Ekklesia cites a Catholic "insider"--presumably a member of the hierarchy or someone closely associated with the hierarchy--who fears that the action now being spearheaded by Cardinal Keith O'Brien may well backfire and alienate many Catholics and other Scottish citizens.  As the Ekklesia report concludes,

Critics inside and outside the Catholic Church in Scotland say that its leaders are making a serious mistake in attacking provisions for civil society, and that they are underestimating the bewilderment and anger their stance is producing in the light of wider concerns about sexual abuse and other problems within Church institutions themselves.

As Terry Weldon notes at his Queering the Church blog, in many places in the world, lay Catholics strongly support the right of civil marriage for same-sex couples, and the leaders of the Catholic church will one day inevitably have to admit that their ethic regarding homoerotic relationships (and, I'd argue, the entire natural-law ethic about human sexuality in general, insofar as it's based on crude biological reductionism) has simply been wrong.  And the longer that church leaders take to begin the revisionary discussion, the harder they make it for themselves when the inevitable happens.


I wonder how this works exactly, this praying for God to force people to believe as you do, or I guess, in Cardinal O'Brien's view, praying for God to make people "see the light". It's never really seemed to work for me (yes, I've tried), this talking God into changing other people - maybe I should ask the Cardinal for some prayer tips.

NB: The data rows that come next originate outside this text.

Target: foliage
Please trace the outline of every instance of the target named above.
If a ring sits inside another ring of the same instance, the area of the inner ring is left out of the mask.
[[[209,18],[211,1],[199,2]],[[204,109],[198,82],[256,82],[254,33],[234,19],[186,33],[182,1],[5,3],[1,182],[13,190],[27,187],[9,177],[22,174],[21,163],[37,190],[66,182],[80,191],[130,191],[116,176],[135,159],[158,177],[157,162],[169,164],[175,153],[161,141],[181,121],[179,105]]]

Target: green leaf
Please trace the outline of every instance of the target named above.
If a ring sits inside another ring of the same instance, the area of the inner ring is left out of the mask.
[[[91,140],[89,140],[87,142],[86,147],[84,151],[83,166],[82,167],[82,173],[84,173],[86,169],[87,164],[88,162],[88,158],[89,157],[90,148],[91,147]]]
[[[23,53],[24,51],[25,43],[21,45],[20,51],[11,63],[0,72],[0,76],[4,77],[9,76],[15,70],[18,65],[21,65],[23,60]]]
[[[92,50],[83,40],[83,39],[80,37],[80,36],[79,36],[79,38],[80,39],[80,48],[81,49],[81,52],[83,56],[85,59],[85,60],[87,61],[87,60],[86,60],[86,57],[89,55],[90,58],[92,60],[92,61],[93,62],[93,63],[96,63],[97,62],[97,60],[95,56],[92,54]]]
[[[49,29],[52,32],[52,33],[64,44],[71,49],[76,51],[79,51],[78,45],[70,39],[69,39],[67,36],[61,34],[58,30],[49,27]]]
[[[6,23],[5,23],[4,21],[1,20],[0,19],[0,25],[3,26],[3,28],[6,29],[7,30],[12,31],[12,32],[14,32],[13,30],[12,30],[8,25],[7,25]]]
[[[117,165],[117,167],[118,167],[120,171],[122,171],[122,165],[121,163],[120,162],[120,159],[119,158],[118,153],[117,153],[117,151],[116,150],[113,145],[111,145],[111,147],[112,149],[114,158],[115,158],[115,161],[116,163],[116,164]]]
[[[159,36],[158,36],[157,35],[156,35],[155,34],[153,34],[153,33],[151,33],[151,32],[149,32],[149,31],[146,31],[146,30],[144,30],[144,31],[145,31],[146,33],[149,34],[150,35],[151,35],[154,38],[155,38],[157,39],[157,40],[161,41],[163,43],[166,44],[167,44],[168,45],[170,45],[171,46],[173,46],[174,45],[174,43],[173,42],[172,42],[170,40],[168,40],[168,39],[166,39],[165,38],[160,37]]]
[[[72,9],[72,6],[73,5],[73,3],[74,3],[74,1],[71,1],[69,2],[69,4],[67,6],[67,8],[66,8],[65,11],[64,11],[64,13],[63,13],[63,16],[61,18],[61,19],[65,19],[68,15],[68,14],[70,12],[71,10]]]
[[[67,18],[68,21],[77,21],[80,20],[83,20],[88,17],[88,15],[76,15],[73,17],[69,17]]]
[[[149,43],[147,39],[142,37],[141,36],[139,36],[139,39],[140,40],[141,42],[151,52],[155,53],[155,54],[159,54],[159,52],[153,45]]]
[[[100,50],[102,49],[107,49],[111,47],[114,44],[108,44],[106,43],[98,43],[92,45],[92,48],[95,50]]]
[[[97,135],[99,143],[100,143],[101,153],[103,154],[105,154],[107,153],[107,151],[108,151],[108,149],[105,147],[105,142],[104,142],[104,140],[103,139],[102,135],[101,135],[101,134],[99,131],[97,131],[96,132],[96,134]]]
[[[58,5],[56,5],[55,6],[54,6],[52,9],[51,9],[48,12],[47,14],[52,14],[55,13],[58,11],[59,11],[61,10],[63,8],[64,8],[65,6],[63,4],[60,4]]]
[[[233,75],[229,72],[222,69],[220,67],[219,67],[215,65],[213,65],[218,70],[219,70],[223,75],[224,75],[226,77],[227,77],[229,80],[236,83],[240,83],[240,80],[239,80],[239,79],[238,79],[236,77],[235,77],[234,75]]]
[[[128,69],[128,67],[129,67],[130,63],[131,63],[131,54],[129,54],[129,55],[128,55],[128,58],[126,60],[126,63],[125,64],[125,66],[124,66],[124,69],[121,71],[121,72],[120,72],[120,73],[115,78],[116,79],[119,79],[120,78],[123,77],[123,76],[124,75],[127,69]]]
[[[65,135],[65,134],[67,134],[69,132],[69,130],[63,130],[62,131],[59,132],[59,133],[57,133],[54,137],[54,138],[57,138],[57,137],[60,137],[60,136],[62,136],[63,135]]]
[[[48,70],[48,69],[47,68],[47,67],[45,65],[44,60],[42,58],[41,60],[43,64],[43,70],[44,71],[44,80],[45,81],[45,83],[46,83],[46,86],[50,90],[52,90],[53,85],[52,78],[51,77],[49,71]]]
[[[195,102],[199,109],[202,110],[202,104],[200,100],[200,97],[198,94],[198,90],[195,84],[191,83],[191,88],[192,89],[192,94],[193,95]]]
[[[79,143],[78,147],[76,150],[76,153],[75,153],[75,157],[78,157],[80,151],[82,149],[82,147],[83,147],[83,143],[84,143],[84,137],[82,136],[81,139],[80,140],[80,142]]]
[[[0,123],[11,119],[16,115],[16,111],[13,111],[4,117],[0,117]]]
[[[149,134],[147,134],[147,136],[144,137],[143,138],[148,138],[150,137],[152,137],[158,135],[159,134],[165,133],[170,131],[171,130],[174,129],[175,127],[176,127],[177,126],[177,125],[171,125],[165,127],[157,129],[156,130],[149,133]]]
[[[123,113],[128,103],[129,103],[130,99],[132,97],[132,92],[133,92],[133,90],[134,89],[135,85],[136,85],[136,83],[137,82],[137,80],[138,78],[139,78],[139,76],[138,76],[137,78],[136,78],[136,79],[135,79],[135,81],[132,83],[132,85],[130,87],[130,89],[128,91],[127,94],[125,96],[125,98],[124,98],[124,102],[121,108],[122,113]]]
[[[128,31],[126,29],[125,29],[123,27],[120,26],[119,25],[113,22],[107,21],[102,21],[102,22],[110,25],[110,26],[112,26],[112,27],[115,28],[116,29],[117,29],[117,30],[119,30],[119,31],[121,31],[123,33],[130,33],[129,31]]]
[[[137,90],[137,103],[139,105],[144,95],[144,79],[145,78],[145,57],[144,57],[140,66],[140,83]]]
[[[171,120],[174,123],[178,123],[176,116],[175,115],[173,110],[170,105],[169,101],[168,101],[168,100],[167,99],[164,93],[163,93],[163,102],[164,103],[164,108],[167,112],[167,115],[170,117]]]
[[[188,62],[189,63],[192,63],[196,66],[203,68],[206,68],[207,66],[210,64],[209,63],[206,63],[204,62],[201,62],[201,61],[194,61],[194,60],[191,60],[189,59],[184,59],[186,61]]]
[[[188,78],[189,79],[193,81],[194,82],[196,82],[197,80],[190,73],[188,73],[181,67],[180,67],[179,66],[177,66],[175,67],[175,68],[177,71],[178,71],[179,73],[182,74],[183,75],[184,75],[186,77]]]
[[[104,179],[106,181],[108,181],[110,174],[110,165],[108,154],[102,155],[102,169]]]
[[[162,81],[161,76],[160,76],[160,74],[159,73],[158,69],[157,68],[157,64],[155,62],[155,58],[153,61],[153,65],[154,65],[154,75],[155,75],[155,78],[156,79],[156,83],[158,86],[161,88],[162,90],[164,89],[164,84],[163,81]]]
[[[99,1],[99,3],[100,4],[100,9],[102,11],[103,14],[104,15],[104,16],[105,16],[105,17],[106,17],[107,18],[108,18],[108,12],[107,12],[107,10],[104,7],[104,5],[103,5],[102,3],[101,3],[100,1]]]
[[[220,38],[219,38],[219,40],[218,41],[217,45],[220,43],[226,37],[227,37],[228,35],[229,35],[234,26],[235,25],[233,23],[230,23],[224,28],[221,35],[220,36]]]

This talking God into changing other people: Crystal's writing about the situation in Scotland, but I suspect we're in for a week of that kind of talking right here in the U.S. as well, with the GOP convention starting today.  I suspect that right-leaning Christians will be keeping God busy doing their will just as fervently in Tampa this week as they appear to be doing in Scotland now.

Poor God.

(Thanks to Dennis Coday at National Catholic Reporter for the link to the Ekklesia article in his "Morning Briefing" column.)